SQF: You also publish books of 30K+ words. What mistakes do authors make when pitching their manuscripts?
US: We publish a few books a year so it’s worth mentioning that we are really very selective about novel submissions. As for mistakes? The biggest one is sending it before the work is ready.
We’re writers ourselves, so we know how important and exciting it is to submit your book, but the truth is that it probably won’t be ready until you’ve been through at least five drafts and who knows how many readers – more if it’s your first novel. It’s a slow process, but you only get one shot, so make sure it’s a good one. Get as many opinions as you dare, be ready to kill your darlings, listen to feedback even if – especially if – you don’t agree with it. Leave it alone for a few months and come back to it. Read it out loud to yourself. Make sure it’s perfect.

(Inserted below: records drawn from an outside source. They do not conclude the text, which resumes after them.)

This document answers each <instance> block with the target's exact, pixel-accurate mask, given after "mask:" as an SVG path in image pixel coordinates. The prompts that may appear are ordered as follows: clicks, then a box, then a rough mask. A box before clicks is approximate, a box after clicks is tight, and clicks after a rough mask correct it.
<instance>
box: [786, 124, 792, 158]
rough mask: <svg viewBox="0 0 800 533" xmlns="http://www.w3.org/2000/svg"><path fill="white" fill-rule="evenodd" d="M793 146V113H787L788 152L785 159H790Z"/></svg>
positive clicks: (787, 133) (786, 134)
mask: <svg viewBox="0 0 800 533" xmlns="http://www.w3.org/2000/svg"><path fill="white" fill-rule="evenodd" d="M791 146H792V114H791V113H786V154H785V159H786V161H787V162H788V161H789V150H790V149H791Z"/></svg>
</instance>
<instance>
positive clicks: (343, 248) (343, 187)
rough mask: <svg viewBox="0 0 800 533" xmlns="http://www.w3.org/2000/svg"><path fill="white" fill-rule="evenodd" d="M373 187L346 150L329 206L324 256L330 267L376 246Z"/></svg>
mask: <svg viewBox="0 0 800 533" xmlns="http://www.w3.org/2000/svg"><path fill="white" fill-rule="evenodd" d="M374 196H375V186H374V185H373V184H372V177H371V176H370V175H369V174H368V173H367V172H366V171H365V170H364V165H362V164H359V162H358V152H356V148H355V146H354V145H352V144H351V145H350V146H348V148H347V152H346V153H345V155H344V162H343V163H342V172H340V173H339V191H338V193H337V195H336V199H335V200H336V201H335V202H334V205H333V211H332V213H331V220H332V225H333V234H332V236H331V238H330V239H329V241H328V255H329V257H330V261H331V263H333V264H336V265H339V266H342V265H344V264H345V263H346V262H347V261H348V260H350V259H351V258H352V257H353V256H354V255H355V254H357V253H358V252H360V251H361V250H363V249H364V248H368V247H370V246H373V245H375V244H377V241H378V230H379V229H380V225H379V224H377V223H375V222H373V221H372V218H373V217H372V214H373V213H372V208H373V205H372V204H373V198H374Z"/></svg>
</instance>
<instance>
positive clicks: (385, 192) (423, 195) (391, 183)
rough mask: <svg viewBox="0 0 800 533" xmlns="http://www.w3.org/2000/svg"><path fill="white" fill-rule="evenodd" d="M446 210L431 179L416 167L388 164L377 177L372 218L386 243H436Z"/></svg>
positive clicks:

Don’t agonise about the covering letter, and don’t oversell yourself. Mostly proclamations of talent, promises of success and the like come across as arrogant. It’s all about your work; don’t tell us what we’ll think of it. The best letters we receive are modest, concise and informative. It’s perfect to tell us a little bit about yourself, briefly pitch the book and give us any publishing credits (and we don’t mind if you don’t have any either, we all start from the same place).
Finally, read the guidelines carefully. They are there to help you, and us. And if we’re closed that means we’re closed. It doesn’t mean we were secretly hoping you would query us, or send in your book anyway. It means we’re not accepting submissions!
SQF: Who are some of your favorite authors?
US: Patron saints are M. John Harrison and Ursula Le Guin, with disciples including Iain M. Banks, Douglas Adams, Nina Allan, China Miéville, Margaret Atwood, Philip K. Dick, Mikhail Bulgakov, Sylvia Plath, John Fowles, Shakespeare, Octavia Butler, Joseph Heller, Lavie Tidhar, Craig Thompson, Rupert Thompson, Alan Moore, Warren Ellis, Joe Sacco, Thomas Ligotti, Kathleen Jamie, Ramsey Campbell, Rebecca Solnit, Benjamin Myers.
That’s some of them…
SQF: What one question on this topic do you wish I'd asked that I didn't? And how would you answer it?
US: How can authors help?
So the thing is that there are a lot of short fiction markets out there. They’re opening – and closing – all the time. But the ones that really succeed do so because people know about them, think about them, and read the work.
I’m willing to bet that most of the people reading this will write and submit more short stories than they read. I get why, it’s time consuming researching every market properly and the time can be better spent honing your craft. It’s just that this logic leads us to an ever growing cloud of short stories which no one reads.
Every indie press has exactly the same problem and the most powerful thing that you can do is to share the work. Your story, a friend’s story, just one you liked – tweets and shares, blog posts, even the humble +1, it’s all a boon to us. We love spreading good news about people we have published as well, so let us know when that happens and we’ll do the same for you! This is especially true of anything on Amazon as well – common wisdom these days is 30-50 reviews is the tipping point for a book – your reviews make a concrete, tangible difference to us.
Essentially, all the hard work in the world from an indie press doesn’t mean a thing without your support, that’s the irreducible truth of it. So if you love it, tell the world, stick five stars on it, get excited when we get excited - share it.
Thank you, Henry and George. We all appreciate you taking time from your busy schedule to participate in this project.